Similar to defect #4026, hierarchical issues, Postage.pm was not returning the correct ip of the SN, it was always passing MASTER from the site table to #TABLE:noderes:$NODE:xcatmaster#
https://gitlab.arif-ali.co.uk/arif/xcat-core/commit/6e0969ca216c45a7191a82118f77cf9f9c8899fd
This is due to
if ($tabname =~ /^noderes$/ && $attrib =~ /^xcatmaster$/ && ! exists($::GLOBAL_TAB_HASH{noderes}{$node}{xcatmaster}))
But a few lines above defines $::GLOBAL_TAB_HASH{noderes}{$node}{xcatmaster}, and therefore it will always exist, as the exist function does the following.
Given an expression that specifies an element of a hash, returns true if the specified element in the hash has ever been initialized
The if statement never gets entered.
I hope that makes sense
So I defined an xcatmaster
lsdef compute-01 | grep xcatmaster
xcatmaster=60.0.0.3
This is the site master
tabdump site | grep master
"master","9.114.34.44",,
I run updatenode compute-01 -g to generate the mypostscript file for the node
cat /tftpboot/mypostscripts/mypostscript.compute-01 | grep MASTER
SITEMASTER='9.114.34.44'
export SITEMASTER
MASTER='60.0.0.3'
export MASTER
MONMASTER='60.0.0.3'
export MONMASTER
It seemed to pick up the correct value from noderes.xcatmaster not the master from the site table.
OK, let me explain
I only set
noderes.servicenode
, with multiple servicenodes, I don't set noderes.xcatmaster.After running a sample postscript, I grepped
MASTER
from/xcatpost/mypostscript
, of which the output is belowWe should be getting
MASTER='172.27.2.42'
I hope that makes sense
172.27.2.42 is the address of what on your system. Is it in some xCAT Table attribute?
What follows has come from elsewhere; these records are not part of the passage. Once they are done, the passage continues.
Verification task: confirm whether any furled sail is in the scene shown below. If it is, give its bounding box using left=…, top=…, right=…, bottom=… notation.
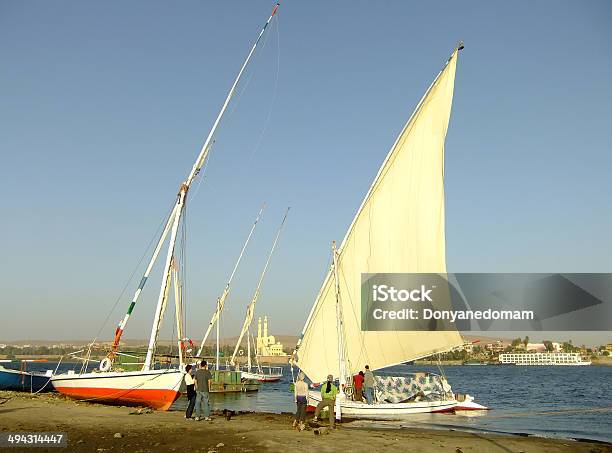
left=294, top=50, right=462, bottom=382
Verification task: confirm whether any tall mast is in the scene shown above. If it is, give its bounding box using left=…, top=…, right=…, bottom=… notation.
left=198, top=203, right=266, bottom=358
left=172, top=263, right=185, bottom=370
left=109, top=3, right=279, bottom=370
left=185, top=3, right=280, bottom=186
left=332, top=241, right=347, bottom=393
left=230, top=208, right=289, bottom=365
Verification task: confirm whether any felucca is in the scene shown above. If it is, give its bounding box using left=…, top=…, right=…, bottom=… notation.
left=292, top=44, right=485, bottom=419
left=52, top=3, right=279, bottom=410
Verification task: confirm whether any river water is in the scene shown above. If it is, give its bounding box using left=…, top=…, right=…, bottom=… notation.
left=13, top=362, right=612, bottom=442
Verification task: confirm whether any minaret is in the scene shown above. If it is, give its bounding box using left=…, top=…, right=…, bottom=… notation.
left=255, top=316, right=263, bottom=355
left=264, top=315, right=268, bottom=343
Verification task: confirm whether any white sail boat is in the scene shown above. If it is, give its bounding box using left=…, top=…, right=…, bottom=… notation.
left=292, top=44, right=484, bottom=419
left=52, top=3, right=279, bottom=410
left=230, top=208, right=289, bottom=382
It is the facing IP of the SN of the node, i.e. nxb142 has 2 IPs, One one on the MN network, and one on the compute network
i.e, the facing ip of the SN to the CN is 172.27.2.42
There is no route from 172.27.2.0 NW to 172.27.6.0 NW
So to answer your question, the 172.27.2.42 is defined in the nics tables as a nic for nxb142
I hope that makes sense
I spoke with Lissa briefly about this and explained to her what is going on.
I understand your issue, and ran a quick test myself. You are correct that the code path does have an error and that the my_ip_facing routine is not being called in this case. I will take ownership of this defect and fix it.
I think just to be safe, I will code it to include both tests, so that it is something like:
One thing Lissa did want to test was to make sure that updatenode -g (which also generates the postscripts in /tftpboot) will work correctly to create unique versions of the /tftpboot/mypostscripts for each service node with the correct my_ip_facing value in it.
I did need to fix updatenode -g Checked in this morning, but it calls the same code and nodeset, so it will depend on any fixes for this defect.
https://sourceforge.net/p/xcat/bugs/4050/
Fixed and tested:
2.8: 9c572d1e274851b44a1527ba60271c2dfbababed
2.9 (master): f196c720ef8da1227f0512d53820b74cfb82c390
Still want to talk to Lissa about her updatenode -g fix. Not sure if when we have 'sharedtftp=0', whether we will need to send the request to all service nodes the way we do for nodeset. Question is which service node is the one to handle postscripts for a node during boot with servicenode pools -- Is it the primary servicenode the way updatenode uses, or is it the DHCP responder the way we use for the rest of the node boot/install process?
Cool, thanks for that
I am thinking about collecting all the patches/fixes that have been implemented for my customer over the last month, to be collected, and applied to 2.8.3 (local git branch), and create custom RPMs, as at the moment I am having to sync some of the plugins. Would this be recommended, or would us going to the latest 2.8.4 would sound reasonable?
thanks
Whichever way you feel most comfortable for your customer. Our latest 2.8.4 builds have been very stable, and there are a large number of defect fixes in this release. We will not GA until June, and are still running through FVT for various new functions. The advantage of going to 2.8.4 is that it will be easier for xCAT dev to help with any issues you may run into. The advantage of 2.8.3 with patches is that this is what you have been working with and verified up until now.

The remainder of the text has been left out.